Saturday, November 24, 2007

Peace

Peace can be found in many places but truly, peace comes from within. If you are not at peace with yourself, how can you be peaceful with anything or anyone else?

Today's entry has a lot of personal meaning, so hopefully, you'll enjoy it and perhaps begin to understand me better as a writer and a person.

Today, I fished the Naugatuck River. It runs adjacent to my new apartment complex. I caught a small rainbow trout, but was initially enticed to fish there by three guys in neoprene waders who vowed they had caught a 15 lb salmon. Although I did not succumb to the fishing story, I did find peace along the Naugatuck River bank. I walked up and down, casting under trees, getting my feet wet on a cold, November Day.

Fishing has always brought me back to an even keel. Even in the most treacherous waters (specifically, times in my life where there has been a lot of change), fishing is something that my soul craves. It nurtures me back to a steady cantor. It is a connection with nature, a rhythm, and I'm lucky to have this river right across the street from my place.

What is it that brings you peace?

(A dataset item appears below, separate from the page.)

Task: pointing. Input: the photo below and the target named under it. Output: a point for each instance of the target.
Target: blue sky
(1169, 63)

When things are up in the air in your life, what do you do to bring yourself back, reel yourself in, find that cantor?

I have always been somewhat of a loner. I enjoy doing things alone, I enjoy being alone, and I do some of my best work at 5:00am, alone. I'm a technical writer. Perfect fit. I like to garden alone (sometimes), but I like cooking with someone, not just for myself.

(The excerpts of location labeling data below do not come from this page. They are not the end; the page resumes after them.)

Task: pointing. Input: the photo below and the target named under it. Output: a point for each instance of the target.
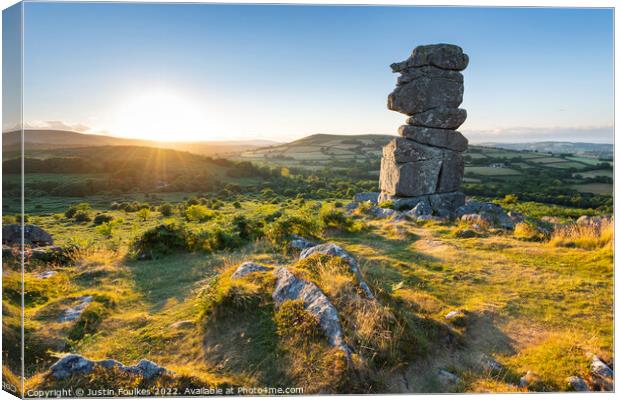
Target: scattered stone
(435, 218)
(186, 324)
(440, 117)
(382, 213)
(351, 206)
(438, 201)
(490, 364)
(481, 220)
(529, 379)
(516, 217)
(72, 364)
(337, 251)
(366, 196)
(578, 384)
(602, 375)
(33, 235)
(444, 138)
(447, 378)
(456, 317)
(247, 268)
(290, 287)
(73, 313)
(420, 209)
(300, 243)
(494, 214)
(46, 274)
(466, 234)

I'm wondering if the stars will ever align for me - if I will ever be truly fulfilled with the company of another? For me, it is like the Schopenhauer fable that Jen shared with me - about the porcupines. This fable says it all and it is only now that I realize the truth it represents. I am stubborn (I don't stop fishing until I catch at least one) and I always get what I want. Determined goat. I'm also a big mush and cry in the Hallmark store. Seriously.

There are advantages and disadvantages to self-sufficiency. It can attract those who are self-sufficient and simultaneously drive away those who need more...

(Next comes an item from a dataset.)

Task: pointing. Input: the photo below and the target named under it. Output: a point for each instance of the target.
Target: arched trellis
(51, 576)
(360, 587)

This fall has been one of great revelation for me. There has been a lot of change in my life and some growth, as well as the possibility of a new job on the horizon. As always, I remain optimistic that the best position will come to me.

In peace, I hold my thoughts and feelings close, knowing that patience, honor, and respect will win over everything else. As long as I can soothe my soul, casting a line along the Naugatuck River in the meantime...

Happy Birthday tomorrow, Dad. I love you.

Peace. Out.

1 comment:

Michele said...

You are a lot like me. I enjoy the solitude as well. I love being a lone and others think it's not healthy but I find it very peaceful. I'm an artist, I do most of sketches when I'm not fishing when I'm alone. Too many distractions just fogs the mind and I become overwhelmed. My circle of friends is small, it's the way I like it. There's nothing wrong with it. My husband is my world.

That's amazing to have a river so close. I'm jealous. That is amazing... I have to go so far to enjoy the rivers. I'm hoping to win the big lottery so I can build on a lake front property in the middle of the woods with nature... ahhh... such peace.